第7話トリガー
俺はマミ(仮名)のどこに恋をしていたんだろう。どこを好きだったんだろう。
よく、『彼女のどこが好きなんですか?』という質問に『全部!』とか答える奴をテレビでよく見るが、はっきり言ってそれは正しんじゃないかと思う。
付き合う前の自分だったら「うわーテキトー」とか思っていたが、正直全部が好きでないと付き合えないのだ・・・・・・まあ俺は、彼女の全部を知った《つもり》で浮かれていただけなのだが。
でもまあ彼女の声は特に他の子よりも可愛いと思ったし、きっかけも電話だった。
当時俺は部内の女性に告白して玉砕したこともあり、演劇にうちこんでいた。
そして2回生となった夏の初め。俺は演出という大役を任された。

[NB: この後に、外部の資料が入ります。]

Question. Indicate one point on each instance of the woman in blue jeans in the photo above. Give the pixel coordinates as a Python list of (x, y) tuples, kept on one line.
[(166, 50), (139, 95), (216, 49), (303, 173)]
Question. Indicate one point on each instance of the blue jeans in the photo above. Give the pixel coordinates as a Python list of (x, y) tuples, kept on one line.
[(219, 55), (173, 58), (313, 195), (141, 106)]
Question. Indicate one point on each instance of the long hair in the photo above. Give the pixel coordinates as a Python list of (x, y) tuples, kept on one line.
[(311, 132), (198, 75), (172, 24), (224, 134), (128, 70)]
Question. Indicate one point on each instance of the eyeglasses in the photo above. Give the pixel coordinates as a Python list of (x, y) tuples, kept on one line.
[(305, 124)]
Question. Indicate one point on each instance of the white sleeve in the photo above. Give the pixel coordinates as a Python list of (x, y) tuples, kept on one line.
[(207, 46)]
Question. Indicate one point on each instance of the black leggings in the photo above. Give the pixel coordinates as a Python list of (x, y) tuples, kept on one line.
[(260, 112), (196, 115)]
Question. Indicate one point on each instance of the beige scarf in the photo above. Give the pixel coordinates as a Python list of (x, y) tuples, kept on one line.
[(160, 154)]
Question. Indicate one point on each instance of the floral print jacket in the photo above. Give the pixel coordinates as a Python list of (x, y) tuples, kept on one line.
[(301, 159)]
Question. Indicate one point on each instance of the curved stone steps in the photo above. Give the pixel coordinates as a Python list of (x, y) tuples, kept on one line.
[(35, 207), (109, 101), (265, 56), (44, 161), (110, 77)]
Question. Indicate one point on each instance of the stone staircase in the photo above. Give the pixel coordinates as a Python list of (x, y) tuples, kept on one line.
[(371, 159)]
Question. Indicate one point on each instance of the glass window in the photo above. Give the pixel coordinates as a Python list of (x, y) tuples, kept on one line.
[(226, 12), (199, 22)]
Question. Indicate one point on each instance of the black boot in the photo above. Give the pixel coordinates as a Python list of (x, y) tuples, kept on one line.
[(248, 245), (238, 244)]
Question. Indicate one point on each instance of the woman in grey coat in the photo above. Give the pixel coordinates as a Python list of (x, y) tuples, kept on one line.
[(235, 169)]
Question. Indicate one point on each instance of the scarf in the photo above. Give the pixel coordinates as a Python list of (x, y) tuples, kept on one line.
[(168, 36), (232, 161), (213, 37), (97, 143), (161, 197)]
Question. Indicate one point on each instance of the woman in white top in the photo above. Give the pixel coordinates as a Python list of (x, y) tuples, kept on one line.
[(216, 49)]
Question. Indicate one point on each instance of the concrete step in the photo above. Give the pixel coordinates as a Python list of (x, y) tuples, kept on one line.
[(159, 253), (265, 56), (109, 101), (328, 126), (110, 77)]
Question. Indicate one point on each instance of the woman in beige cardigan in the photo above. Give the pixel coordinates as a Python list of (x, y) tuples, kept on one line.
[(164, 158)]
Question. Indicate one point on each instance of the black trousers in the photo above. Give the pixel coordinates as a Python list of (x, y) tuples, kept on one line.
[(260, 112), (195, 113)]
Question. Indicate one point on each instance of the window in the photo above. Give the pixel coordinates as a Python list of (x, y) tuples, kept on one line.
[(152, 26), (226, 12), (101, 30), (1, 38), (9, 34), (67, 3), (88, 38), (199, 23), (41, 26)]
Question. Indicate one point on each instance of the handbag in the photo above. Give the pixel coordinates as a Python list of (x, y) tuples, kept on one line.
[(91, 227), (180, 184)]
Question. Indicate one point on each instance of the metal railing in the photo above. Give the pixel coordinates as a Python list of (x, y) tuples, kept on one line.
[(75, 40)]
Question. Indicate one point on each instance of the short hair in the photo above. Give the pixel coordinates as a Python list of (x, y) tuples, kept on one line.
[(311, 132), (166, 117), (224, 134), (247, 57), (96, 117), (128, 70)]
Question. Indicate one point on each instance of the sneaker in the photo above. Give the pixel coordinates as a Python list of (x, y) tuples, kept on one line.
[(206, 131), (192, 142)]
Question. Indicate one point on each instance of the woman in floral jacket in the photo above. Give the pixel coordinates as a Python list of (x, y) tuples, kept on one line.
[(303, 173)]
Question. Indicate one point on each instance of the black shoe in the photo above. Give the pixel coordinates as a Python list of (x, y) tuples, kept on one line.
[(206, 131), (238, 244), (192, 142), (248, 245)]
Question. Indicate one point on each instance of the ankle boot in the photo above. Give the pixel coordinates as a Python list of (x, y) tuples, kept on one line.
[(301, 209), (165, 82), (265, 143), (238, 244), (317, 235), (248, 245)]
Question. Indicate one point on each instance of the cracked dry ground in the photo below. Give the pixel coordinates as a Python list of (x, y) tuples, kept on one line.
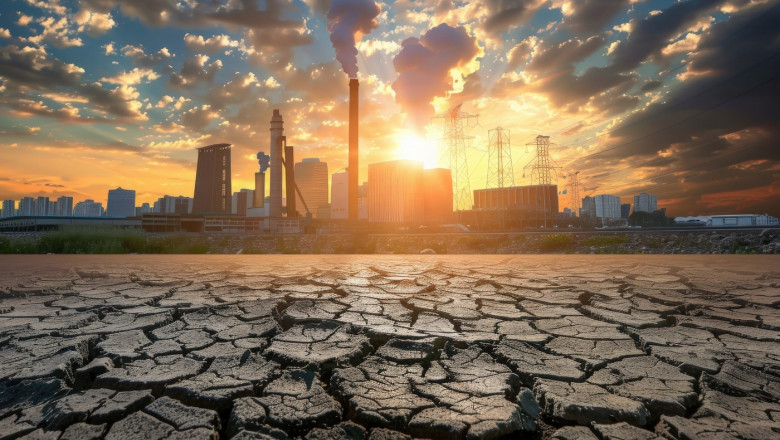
[(563, 347)]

劇の根幹を担う役職であり、人を指揮する立場となった俺。
俺は最初、恋愛感情抜きでマミをその補佐に任命する気でいた。
マジメで、人付き合いが良くて、明るい。そして何より面白い!
少し不思議オーラをまとった彼女は初めて見るタイプの女の子で俺の目には新鮮に写った。
だが彼女が俺の補佐になることはなかった。
ほんとにこればっかりは、よくわらん納得のいかない理由で彼女を補佐にすることは叶わなかった。
その時の俺は怒りと申し訳なさでいっぱいだった。謝罪の電話をいれた。そして彼女の意外な悩みを聞いた。
誰にでも分け隔てなく接する彼女でも、苦手な人物がいたのだ。
こう文章だけで見たら、そりゃ当たり前だろ、と思うだろう。
それを凌駕する何かが彼女にはあった。
彼女の言い分には不思議な説得力があるのだ。
なんなのだろう。
まるで三国志の劉備だ。
だがそんな劉備も実は関羽のことがめっちゃ嫌いでした(もちろんそんなことはわからないが)、とか言われたら誰しもがビビるように、そんな彼女にも苦手な人がいたのだ。
そこから俺は彼女に深く興味を持つようになった。
電話で何時間も会話していた。
毎日。
もっともっと知りたかった。
楽しかった。
ずっと話していたいと思った。
俺がそこまで思う相手ははじめてだった。
好きだったんだ。
また玉砕覚悟で告白しようと思った。
そして、2度目の告白は成功した。